At 11:30 a.m. every Thursday, several professors from the English department began congregating in the hall for their highly anticipated weekly tradition, eating at Mi Pueblito restaurant.
Professor of English Ken Hammes began the Mexican food tradition 11 years ago at Mi Ranchito when he took his daughter and a student there to eat. For the past five years, seven of the men from the department had faithfully attended the luncheon.
“It’s the anticipation,” Michael Claxton, associate professor of English, said. “It’s like Christmas morning; you spend weeks thinking about it. Every Thursday at about 9:00, I start dreaming of the chips and the sauce and the camaraderie. Most of the fun is talking about how much we’re going to eat on the way there. We never can eat as much as we talk about, but it’s kind of trash talk. We’re all really good friends. We know each other way too well, so we know how to entertain each other.”

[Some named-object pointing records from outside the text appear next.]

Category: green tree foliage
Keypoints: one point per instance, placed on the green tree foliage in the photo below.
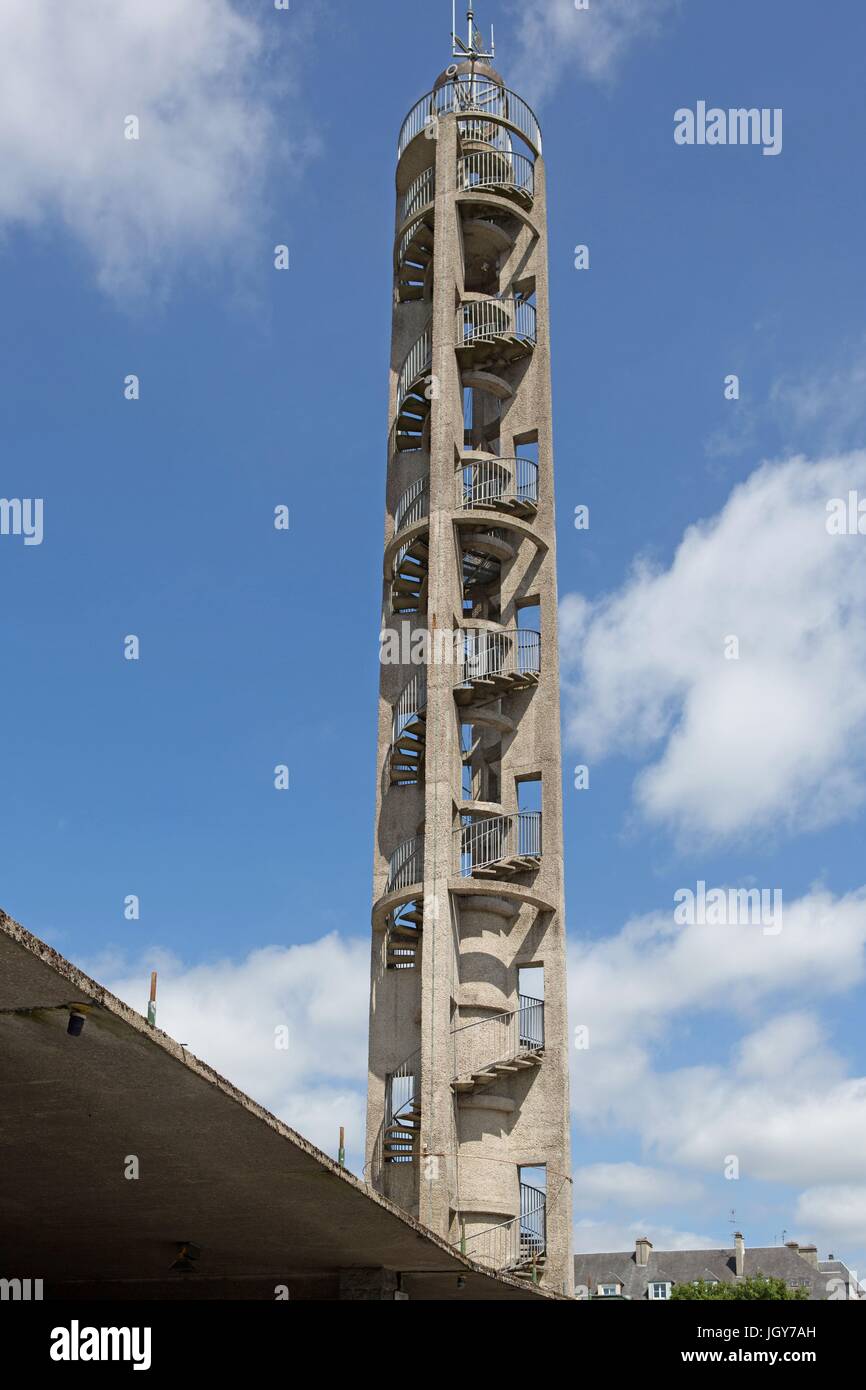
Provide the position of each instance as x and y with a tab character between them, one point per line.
758	1286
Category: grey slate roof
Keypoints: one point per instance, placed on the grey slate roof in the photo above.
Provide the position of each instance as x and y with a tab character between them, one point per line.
688	1265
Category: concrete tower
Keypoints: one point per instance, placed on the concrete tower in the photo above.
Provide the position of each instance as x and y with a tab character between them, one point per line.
467	1118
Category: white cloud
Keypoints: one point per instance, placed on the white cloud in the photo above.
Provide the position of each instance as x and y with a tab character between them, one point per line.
774	740
838	1214
781	1101
594	1237
191	72
826	403
552	36
227	1015
631	1186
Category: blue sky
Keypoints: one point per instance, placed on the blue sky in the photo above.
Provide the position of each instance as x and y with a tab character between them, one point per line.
262	387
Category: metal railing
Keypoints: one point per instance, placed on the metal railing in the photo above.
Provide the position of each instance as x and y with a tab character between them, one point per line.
406	865
481	843
419	193
417	362
402	1089
515	1243
499	1039
413	506
406	239
512	652
487	481
409	705
485	320
480	104
496	168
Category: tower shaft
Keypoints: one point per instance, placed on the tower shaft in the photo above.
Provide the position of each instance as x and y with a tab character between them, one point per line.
467	1123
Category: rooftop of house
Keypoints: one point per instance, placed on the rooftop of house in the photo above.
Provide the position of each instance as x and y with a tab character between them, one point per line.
635	1271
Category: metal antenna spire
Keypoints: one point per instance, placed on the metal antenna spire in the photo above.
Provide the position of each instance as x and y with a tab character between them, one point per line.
473	47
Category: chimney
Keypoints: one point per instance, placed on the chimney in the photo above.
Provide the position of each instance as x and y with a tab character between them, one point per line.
740	1254
641	1251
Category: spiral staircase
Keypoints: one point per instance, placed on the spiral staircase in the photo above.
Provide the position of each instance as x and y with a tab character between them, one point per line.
496	503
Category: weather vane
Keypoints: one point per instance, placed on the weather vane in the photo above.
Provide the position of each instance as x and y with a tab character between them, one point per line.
473	47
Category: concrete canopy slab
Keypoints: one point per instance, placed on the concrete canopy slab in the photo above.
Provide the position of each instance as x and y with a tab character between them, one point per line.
263	1204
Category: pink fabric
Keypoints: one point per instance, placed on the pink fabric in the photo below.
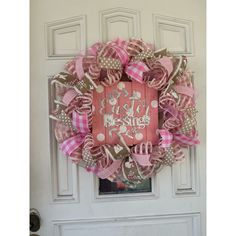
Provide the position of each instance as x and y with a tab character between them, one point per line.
135	70
69	96
184	90
142	159
79	67
71	144
80	122
167	63
110	170
185	140
166	138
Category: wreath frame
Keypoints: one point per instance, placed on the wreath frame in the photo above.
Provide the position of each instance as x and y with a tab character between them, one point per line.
107	64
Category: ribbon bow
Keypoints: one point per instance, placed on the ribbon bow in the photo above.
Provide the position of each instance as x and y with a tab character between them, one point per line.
80	122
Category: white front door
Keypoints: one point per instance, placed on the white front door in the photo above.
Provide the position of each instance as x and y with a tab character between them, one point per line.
68	198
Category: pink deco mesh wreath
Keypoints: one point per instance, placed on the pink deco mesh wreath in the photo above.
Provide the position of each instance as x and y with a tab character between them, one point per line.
123	110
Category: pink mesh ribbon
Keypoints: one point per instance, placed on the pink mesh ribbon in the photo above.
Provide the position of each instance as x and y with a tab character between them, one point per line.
80	122
141	153
105	64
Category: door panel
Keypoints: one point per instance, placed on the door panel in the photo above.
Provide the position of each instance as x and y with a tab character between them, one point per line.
66	196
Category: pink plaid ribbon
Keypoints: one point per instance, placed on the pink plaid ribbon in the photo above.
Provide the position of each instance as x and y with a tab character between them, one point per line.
185	140
71	144
135	70
80	122
166	138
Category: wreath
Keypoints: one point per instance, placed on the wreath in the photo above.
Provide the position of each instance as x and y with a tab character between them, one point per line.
123	110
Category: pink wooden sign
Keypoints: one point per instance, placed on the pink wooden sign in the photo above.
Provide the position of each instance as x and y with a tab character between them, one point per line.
126	109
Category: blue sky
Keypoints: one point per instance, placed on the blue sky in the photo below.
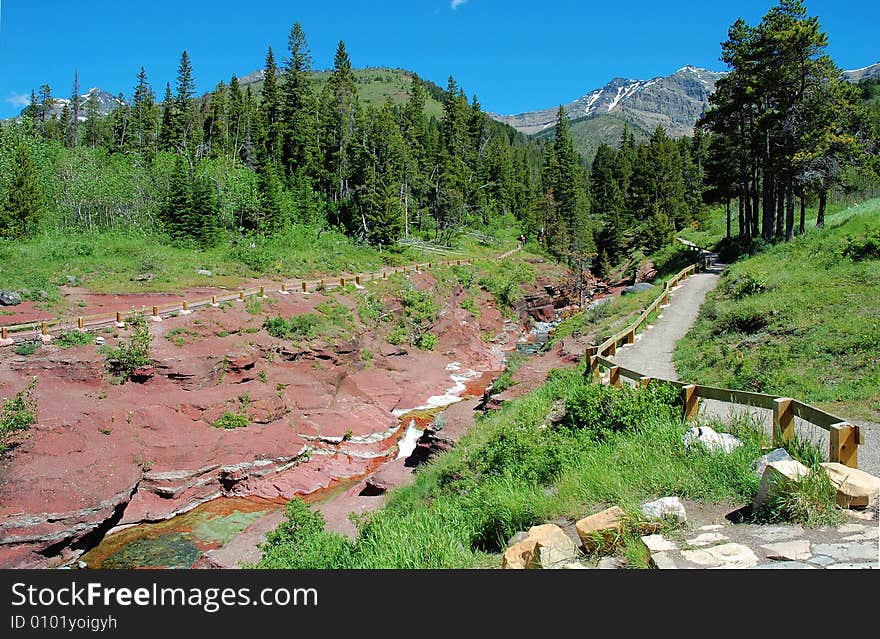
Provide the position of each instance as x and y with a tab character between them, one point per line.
516	55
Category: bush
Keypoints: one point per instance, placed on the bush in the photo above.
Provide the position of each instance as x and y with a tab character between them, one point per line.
125	357
302	326
397	336
70	339
27	348
866	248
747	284
19	412
426	341
603	410
300	542
810	501
229	421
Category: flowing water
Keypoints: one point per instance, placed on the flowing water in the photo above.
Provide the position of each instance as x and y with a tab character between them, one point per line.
180	541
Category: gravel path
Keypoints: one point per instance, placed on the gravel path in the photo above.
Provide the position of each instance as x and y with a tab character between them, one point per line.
652	355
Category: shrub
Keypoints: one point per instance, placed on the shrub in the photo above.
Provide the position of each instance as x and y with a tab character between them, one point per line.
426	341
126	356
748	284
301	542
866	248
397	336
470	306
19	412
811	501
297	327
603	410
69	339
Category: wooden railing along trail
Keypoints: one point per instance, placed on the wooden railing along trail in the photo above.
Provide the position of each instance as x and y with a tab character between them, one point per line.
844	438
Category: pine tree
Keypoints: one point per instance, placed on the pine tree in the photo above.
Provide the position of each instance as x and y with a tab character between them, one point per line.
569	186
25	204
183	111
271	219
168	134
204	220
178	210
143	115
298	108
73	132
341	111
93	124
118	126
215	127
270	110
236	119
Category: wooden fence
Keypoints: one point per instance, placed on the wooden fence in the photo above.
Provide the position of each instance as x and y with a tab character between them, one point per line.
844	438
99	321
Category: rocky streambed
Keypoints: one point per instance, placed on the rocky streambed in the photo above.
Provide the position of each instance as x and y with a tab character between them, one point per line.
129	473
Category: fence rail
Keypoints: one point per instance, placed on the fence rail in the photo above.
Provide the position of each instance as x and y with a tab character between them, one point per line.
86	323
844	438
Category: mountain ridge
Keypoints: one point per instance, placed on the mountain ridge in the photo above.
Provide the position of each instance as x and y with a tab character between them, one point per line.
676	101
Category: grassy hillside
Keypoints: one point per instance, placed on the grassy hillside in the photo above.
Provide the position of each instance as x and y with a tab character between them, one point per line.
800	319
590	132
617	446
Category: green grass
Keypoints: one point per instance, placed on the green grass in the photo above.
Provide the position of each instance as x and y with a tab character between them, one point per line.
801	319
181	336
710	232
109	262
463	506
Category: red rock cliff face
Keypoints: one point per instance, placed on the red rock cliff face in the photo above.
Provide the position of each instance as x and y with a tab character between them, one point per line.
104	455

It came as no surprise that lunches attended by these English professors were packed full of funny stories, literary humor and memorable moments.
“I don’t remember what possessed Dr. Claxton to do this, but one time after we ate, he thought he would just vault over a rail and he did,” Larry Hunt, associate professor of English, said. “When he came down, his foot hit one of the parking lot concrete blocks and he fell. It was one of those slow motion kinds of falls. I had time to do something, but my brain just didn’t engage. So [I] just had to watch him go down. He didn’t get hurt, but it was very funny.”
The faculty agreed that the lunches provided a welcomed time to bond outside of the office, allowing them to express themselves honestly through good times and bad.
“We’ve been there for each other when there have been deaths in our families and things like that,” Claxton said. “So it’s not all just fun. I feel that these are my best friends. There used to be a guy named James Benge, who was a part of the group, but he took a teaching job out of state. He sometimes emails us funny things he has read and that he thinks we should talk about at lunch. He tries to stay a part of it. It never leaves you. You’re always a part of the Pueblito gang.”
Between poking fun at each other’s quirks and stuffing their mouths as quickly as possible, these men had learned over the years what blessings such friendships bring.
“We have become genuine friends, all of us,” Heath Carpenter, instructor of English, said. “Putting your feet under the table with someone always sort of changes your relationship with them. You start dipping those chips and filling you belly with dense cheese-filled substance, and it makes guys who get up in front of classes and are experts in their fields like little girls at a sleepover. Things that were kind of funny become really funny, and the things that were really funny become hilarious. You start laughing at things that aren’t really funny and crying over it. You’re making fun of each other like teenagers. That’s every Thursday.”